Bhim Singh Chandravanshi (born 30 November 1962) is an Indian educationist and politician who has been serving as a Member of Parliament, Rajya Sabha from Bihar since 2024. A member of the Bharatiya Janata Party since 2015, he holds the position of vice president of the BJP in the state of Bihar.

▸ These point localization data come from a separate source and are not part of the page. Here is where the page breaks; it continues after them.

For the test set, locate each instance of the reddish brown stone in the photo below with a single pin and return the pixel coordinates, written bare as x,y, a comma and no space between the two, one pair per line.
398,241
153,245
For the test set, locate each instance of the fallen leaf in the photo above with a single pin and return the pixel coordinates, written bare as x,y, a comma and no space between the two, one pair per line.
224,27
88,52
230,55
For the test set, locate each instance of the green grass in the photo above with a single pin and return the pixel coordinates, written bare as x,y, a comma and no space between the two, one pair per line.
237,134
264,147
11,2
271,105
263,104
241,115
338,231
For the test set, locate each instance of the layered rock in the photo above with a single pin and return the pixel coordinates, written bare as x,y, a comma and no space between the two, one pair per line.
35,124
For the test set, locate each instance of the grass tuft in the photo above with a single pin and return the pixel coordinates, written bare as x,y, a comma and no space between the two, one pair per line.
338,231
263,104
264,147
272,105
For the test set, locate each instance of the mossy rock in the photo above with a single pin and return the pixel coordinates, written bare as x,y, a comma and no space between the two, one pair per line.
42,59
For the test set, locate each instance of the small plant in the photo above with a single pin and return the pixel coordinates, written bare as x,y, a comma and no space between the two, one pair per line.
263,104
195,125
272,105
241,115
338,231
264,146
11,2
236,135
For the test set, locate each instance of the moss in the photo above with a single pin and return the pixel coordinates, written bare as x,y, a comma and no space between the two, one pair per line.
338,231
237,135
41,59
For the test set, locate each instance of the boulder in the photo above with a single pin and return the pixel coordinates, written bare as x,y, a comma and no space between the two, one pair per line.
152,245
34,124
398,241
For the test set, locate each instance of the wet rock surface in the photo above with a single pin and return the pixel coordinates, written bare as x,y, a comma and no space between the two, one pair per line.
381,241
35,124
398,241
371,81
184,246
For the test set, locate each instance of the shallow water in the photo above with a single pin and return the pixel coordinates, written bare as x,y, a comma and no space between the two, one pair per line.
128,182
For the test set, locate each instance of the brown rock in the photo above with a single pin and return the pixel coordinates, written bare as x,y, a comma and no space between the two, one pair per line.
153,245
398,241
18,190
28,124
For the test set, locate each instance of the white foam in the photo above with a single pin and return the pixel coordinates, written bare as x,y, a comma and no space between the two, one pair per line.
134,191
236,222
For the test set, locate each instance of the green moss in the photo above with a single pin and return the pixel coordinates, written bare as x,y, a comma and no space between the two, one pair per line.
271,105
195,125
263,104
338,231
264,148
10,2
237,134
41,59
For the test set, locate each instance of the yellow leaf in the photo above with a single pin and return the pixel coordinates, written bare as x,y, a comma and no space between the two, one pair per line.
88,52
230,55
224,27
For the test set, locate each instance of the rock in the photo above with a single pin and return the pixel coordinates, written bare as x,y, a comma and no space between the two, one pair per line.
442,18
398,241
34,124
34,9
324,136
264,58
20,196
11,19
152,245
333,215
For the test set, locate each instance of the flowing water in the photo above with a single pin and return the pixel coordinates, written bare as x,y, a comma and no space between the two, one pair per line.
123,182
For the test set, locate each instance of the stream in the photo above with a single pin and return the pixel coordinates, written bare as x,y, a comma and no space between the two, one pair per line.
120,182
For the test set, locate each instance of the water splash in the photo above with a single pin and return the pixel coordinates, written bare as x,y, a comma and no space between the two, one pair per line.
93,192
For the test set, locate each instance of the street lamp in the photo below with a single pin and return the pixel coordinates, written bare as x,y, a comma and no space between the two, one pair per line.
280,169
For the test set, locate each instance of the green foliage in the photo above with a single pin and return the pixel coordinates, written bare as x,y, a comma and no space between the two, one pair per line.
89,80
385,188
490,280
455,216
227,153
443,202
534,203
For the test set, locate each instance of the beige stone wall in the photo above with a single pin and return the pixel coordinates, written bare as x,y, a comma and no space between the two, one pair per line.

Prior to that, he served as a cabinet minister under the cabinets of Nitish Kumar and Jitan Ram Manjhi from 2012 until his resignation in 2015. He also served as a member of the Bihar Vidhan Parishad for three consecutive terms from 2006 to 2015.

== Education ==
He has earned Bachelor of Science in engineering, two Master of Arts, a law (LLB) bachelor and doctorate from Patna University.

== Political career ==
He was active in Patna University as a student and employee leader. During this time, he developed associations with former Bihar CM Karpuri Thakur and grew closer to Lalu Prasad Yadav, Ram Vilas Paswan, and Nitish Kumar.

He assumed the role in the formation of Janata Dal as General Secretary. He also co-founded the formation of the Samata Party along with Nitish Kumar.

Later, he joined RJD and became the state general secretary of the party. He defected to JDU in 2009 and joined the BJP in 2015.

== Controversies ==
Singh found himself in the center of controversy when he said that people who joined the army either died or became martyrs. He made this statement on a day when the four Bihar army officers who had died were being cremated with full state honors in front of hundreds of mourners. His party did not take kindly to the statement and quickly distanced itself from it.